姫乃さんは人見知りのお姫様

桜青

第1話 姫乃さんは人見知り

 人は幾つもの仮面を持つ。いわゆるペルソナというものだ。自分自身の外的側面。内側に潜む自分。人は、その仮面を使い分けて人と話す。

 その仮面が外れて、一切の仮面のない素の自分が現れた時、それが本来の自分と言えるのだろうか。



 突然だが、僕には嫌いな人がいる。


 名前は姫乃美桜ひめのみお


 彼女は、そこら辺のモデルなんて敵にならないほど容姿端麗で、誰にでも分け隔てなく会話をする。運動もできる。高校二年生の現在、彼女は陸上部に所属している。成績も常に一番。
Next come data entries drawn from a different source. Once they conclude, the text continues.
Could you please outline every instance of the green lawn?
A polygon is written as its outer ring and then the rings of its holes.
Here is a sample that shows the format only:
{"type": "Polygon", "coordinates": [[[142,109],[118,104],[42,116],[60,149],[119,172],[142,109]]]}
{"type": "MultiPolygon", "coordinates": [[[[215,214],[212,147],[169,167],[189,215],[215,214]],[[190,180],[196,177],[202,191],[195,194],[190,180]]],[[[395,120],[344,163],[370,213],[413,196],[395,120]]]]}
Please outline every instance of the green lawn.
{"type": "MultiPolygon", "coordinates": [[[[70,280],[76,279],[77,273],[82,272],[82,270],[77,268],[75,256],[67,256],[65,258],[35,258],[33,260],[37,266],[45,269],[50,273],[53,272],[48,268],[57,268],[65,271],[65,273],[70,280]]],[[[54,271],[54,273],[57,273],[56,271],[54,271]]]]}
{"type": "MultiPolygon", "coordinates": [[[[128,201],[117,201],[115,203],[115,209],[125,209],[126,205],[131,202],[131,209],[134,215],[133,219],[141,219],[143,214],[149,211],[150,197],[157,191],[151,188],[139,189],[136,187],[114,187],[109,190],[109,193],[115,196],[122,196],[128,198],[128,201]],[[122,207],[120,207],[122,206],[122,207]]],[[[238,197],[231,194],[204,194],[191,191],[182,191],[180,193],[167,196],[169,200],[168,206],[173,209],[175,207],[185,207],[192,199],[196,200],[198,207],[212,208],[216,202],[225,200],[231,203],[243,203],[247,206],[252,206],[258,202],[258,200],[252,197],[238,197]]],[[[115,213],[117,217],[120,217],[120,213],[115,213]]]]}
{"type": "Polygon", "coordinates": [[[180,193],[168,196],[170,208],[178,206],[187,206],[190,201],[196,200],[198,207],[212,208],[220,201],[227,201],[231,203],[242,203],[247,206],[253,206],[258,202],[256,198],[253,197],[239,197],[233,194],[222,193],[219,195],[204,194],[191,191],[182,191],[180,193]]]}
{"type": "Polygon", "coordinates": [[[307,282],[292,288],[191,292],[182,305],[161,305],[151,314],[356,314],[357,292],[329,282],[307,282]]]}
 誰もが尊敬し、憧れる存在。そんな彼女を男子共は放っておくわけもなく。常に下駄箱には何通かの手紙が入っていて、昼休みは告白をされる毎日。


 こないだも、サッカー部のキャプテンに告白されて、振ったという話を耳にした。


 彼女に告白なんて良く出来るものだな。

 姫乃美桜と言えば、東京に本社を置く、姫乃不動産の御令嬢である。


 だからだろう。皆から姫乃さんは、お姫様とあだ名で呼ばれている。


 彼女の清楚で誰にでも優しいイメージから付けられたのだろう。



 だが、僕は彼女が嫌いだ。

 彼女の裏の顔はきっと、僕のような、いわゆる陰キャという生物を見下しているに違いない。


 僕は彼女の秘密を知っている。

 ある日。僕は勇気を振り絞って、彼女に話かけた事がある。


「あ、あの。姫乃さん!」


 だが、彼女の取った行動は、適当に話を受け流すわけでも、真剣に聞いてくれるわけでもなかった!


 姫乃美桜。彼女は、僕を無視したのだ。

 僕があんなに一生懸命に話かけたと言うのに。


 これだから、陽キャは嫌いだ。僕らを見下している。絶対そうに違いない。



 僕と彼女では、住む世界が違うのだから。



 最近は、台風の影響で雨が沢山降っている。

 僕はバックにしまっていた折りたたみ傘を取り出して、一人静かに帰路に着く。


 陰キャは良い。

 帰り道に誰かに誘われるわけでも、寄り道などをする事がなく、時間を有効的に使う事が出来るからだ。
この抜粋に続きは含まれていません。